Go to http://www.google.com/webmasters/ you can find all kind of stuff there or else you can block these urls using robots.txt and .htaccess
r u Mitra from India in V7N forum? Same question in many forum? Searching google with this keyword: "stop crawling search engine https" http://www.google.com.bd/search?q=stop+crawling+search+engine+https http://www.v7n.com/forums/google-forum/76615-how-stop-crawling-https-urls-google.html http://www.webproworld.com/google-discussion-forum/65572-how-stop-crawling-https-urls-google.html with good answers: http://www.seoworkers.com/seo-articles-tutorials/robots-and-https.html http://groups.google.com/group/Google_Webmaster_Help-Indexing/browse_thread/thread/c08092000ee3273b http://www.webproworld.com/google-discussion-forum/48472-new-https-cannonical-problem.html http://www.webproworld.com/internet-security-discussion-forum/49940-http-https-problem.html
moinuddin102, thanks for providing me with the helpful urls. yes, i'm the same person. will it be a problem? My intention is only to get the best answer from experienced webmasters like you. I do this to document my queries with all the answers in my notebook for future reference.
http://www.seoworkers.com/seo-articles-tutorials/robots-and-https.html this link was great for me. Implemented the redirection of robots_ssl.txt through .htaccess. It worked fine for me.
How do I remove the urls that are already indexed with https://? I heard google can only remove the 404 pages. I can't make those pages 404 as those pages are coming from the same section as normal pages.

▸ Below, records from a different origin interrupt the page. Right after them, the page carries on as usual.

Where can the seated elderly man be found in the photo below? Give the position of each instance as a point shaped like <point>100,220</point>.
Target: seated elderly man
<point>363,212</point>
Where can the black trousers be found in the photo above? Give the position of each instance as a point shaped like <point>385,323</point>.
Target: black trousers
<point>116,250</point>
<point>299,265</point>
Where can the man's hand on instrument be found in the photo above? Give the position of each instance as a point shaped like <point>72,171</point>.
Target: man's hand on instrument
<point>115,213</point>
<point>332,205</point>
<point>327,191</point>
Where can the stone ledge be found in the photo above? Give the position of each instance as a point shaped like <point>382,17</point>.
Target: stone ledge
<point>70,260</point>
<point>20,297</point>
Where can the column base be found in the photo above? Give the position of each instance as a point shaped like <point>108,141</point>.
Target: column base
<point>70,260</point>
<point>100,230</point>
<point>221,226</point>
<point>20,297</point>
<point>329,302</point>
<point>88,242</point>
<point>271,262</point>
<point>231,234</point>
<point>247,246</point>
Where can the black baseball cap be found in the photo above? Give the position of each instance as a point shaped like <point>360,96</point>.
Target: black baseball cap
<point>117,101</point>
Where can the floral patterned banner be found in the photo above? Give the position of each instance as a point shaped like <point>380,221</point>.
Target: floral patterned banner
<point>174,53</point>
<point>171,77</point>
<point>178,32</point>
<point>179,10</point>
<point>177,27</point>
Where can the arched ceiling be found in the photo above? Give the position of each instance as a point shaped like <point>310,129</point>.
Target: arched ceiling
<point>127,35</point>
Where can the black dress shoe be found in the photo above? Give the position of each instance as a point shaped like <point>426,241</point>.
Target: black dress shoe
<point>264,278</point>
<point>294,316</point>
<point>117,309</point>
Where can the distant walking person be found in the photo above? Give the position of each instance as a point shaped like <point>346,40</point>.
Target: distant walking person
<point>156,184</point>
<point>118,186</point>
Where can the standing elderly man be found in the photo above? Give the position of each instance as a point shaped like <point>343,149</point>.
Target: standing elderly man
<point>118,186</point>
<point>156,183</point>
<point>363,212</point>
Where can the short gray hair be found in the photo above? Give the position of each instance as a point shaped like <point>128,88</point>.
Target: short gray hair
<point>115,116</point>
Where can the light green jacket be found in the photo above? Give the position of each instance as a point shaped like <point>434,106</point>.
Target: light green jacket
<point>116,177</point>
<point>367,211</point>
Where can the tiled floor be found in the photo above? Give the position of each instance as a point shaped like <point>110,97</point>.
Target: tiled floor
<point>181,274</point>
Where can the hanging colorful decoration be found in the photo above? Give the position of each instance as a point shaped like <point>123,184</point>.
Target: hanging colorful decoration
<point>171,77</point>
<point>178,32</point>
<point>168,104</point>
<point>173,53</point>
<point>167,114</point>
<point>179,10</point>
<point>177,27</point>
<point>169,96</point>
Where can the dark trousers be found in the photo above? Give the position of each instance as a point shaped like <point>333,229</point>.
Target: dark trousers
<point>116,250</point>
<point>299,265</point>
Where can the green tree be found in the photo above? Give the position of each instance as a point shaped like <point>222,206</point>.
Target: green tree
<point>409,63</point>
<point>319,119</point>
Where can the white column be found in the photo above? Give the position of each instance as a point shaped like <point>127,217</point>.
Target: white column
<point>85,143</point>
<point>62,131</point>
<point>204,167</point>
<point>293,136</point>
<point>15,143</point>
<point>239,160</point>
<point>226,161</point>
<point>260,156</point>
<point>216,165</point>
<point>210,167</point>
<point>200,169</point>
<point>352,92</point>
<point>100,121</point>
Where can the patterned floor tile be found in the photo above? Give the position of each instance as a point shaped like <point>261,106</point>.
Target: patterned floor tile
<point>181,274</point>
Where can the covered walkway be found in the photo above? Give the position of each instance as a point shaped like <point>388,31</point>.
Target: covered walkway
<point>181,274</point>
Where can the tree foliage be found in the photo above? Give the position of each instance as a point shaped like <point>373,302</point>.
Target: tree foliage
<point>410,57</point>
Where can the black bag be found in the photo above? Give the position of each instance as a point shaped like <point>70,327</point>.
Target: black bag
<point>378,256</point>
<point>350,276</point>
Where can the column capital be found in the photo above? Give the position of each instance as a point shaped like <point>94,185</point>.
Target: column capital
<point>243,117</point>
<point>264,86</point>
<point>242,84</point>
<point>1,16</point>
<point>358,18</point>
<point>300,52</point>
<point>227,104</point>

i'm using Google webmaster tool for removing https:// urls. I've already added with http:// and now I'm going to add http://. After adding http://, if I remove entire site from removal tool, only the https:// url will be deleted. It won't affect the normal urls with http:// . I'm bit nervous.
I've submitted 63 https://urls in google webmaster url removal tool . It has been 24 hours since I posted those urls. How long it will take to remove those urls? The status is showing as pending. Analyze robots.txt section shows that the robots.txt last downloaded 17 hours ago.